Janet Yellen’s old ideas are bad fit for Joe Biden’s cabinet and the US economy
- Yellen continued the mistaken policies of her predecessor, Ben Bernanke, driving interest rates lower to stimulate the economy and being too slow to raise them
- Her interventionist economics are wrong for the times, which call for a banker or someone with more private-sector experience to stabilise the economy

Barack Obama’s new book describes former US Treasury Secretary Henry “Hank” Paulson as “tall, bald and bespectacled, with an awkward but unpretentious manner”. I interviewed him once and found him surprisingly inarticulate.

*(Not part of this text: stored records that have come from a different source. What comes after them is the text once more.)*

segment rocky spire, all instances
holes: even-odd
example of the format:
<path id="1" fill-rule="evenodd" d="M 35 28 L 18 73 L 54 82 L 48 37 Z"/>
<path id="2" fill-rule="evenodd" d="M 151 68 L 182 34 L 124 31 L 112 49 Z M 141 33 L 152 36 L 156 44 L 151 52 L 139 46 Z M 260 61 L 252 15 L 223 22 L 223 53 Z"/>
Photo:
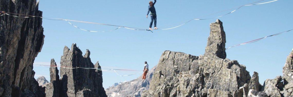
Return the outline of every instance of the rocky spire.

However, in a crisis he was exactly the man to have on your side – a lifelong banker who knew how the markets worked and the people in and around them, having lunched with politicians and statesman alike as chief executive of Goldman Sachs. He was the man who stopped the rot in 2008 by acting fast and wisely to curb the crisis that was threatening to destroy the global financial system.
Her appointment is perhaps the worst decision to come out of the new administration so far and is likely to lead to more loose money, further expanding debt, an equity boom and eventually a big bust.

This is not to decry her many achievements as a policymaker, practitioner, thinker and guru in the field of economics. She is likely to be the first woman to hold the job in 231 years and will have held the top three economic jobs in the US government, having also led Bill Clinton’s Council of Economic Advisers.